Chapter 19 tackles space infrastructure—asteroid mining, lunar and Mars resource utilization, orbital manufacturing, and space-based solar power. When and how does space become economically self-sustaining?
Chapter 20 addresses keeping humans alive on long journeys—cryopreservation, hibernation, radiation protection, and closed-loop life support. What biological and medical advances are needed for deep-space missions?
Chapter 21 explores communication across interplanetary distances and confronts the question science fiction loves: faster-than-light travel. What does physics actually allow?
The century from Goddard's cabbage patch to Starship's test flights established that space is accessible. The next decade will determine whether it becomes commonplace—whether the extraordinary infrastructure required for human expansion into the solar system begins to take shape, or whether space remains a destination for the few rather than a domain for the many.
Endnotes — Chapter 17
- The New York Times editorial mocking Goddard appeared in 1920. The paper published a correction in 1969, after Apollo 11, noting that "it is now definitely established that a rocket can function in a vacuum."
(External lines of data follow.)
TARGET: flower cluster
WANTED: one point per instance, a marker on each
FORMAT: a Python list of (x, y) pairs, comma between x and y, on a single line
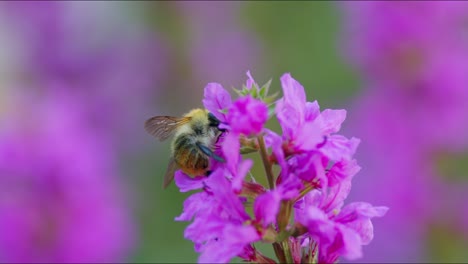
[(301, 212)]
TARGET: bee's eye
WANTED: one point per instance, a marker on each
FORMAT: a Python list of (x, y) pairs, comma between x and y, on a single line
[(213, 120)]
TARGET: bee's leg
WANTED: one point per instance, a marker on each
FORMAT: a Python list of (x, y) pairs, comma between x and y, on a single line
[(207, 151)]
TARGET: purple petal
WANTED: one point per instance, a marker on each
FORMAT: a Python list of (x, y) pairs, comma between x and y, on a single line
[(308, 137), (193, 204), (342, 170), (242, 171), (350, 241), (231, 151), (247, 115), (275, 141), (232, 243), (266, 207), (330, 120), (187, 183), (293, 92), (312, 111), (250, 81), (216, 99), (338, 147)]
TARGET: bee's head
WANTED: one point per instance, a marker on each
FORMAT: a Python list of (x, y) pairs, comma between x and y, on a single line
[(214, 122)]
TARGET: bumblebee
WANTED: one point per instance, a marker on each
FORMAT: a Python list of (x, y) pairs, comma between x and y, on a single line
[(195, 135)]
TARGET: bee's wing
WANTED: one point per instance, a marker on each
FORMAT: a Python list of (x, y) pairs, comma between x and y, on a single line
[(169, 176), (162, 127)]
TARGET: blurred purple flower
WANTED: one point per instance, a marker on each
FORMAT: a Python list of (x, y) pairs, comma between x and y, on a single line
[(218, 41), (60, 199), (413, 60), (102, 56)]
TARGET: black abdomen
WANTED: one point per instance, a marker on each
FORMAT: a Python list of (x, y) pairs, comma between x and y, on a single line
[(189, 157)]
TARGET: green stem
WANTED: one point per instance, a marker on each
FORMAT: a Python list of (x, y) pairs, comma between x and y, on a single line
[(266, 162)]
- Launch statistics from Space Launch Report and other tracking sources. 2023 saw over 200 attempted orbital launches, with SpaceX alone accounting for roughly half of successful missions.
- Launch cost estimates vary by source and methodology. Historical Shuttle costs are well-documented; current commercial costs are estimates based on public pricing and analysis. Starship projections from SpaceX statements remain speculative.
- Starlink satellite counts from SpaceX filings with FCC and ITU. Operational satellite counts exceed 5,000 as of 2024, with plans for significantly larger constellation.
- ISS operational history from NASA. Continuous human presence since November 2000 represents over 24 years of occupation.
- Artemis program timeline has shifted multiple times. Current NASA projections place crewed lunar landing in the 2025-2026 timeframe, though further delays are possible.
- Active solar system missions from NASA, ESA, JAXA, and other agency mission catalogs. The number of operational spacecraft beyond Earth has increased significantly in the past decade.
- Voyager status from NASA/JPL. Voyager 1 entered interstellar space in 2012; Voyager 2 in 2018. Both continue to return data despite their 1977 launch.
- Rocket equation and orbital mechanics fundamentals from any spacecraft propulsion textbook. The specific impulse limits of chemical propulsion are well-established.
- ISS cost estimates from NASA Office of Inspector General and Government Accountability Office reports. Total cost including Shuttle assembly flights exceeds $150 billion.
- Space debris statistics from ESA Space Debris Office and US Space Surveillance Network. Tracking capability limits detection of smaller objects.
- Kessler syndrome—the cascading collision scenario—was described by NASA scientist Donald Kessler in 1978. Concerns have grown with increasing satellite deployments.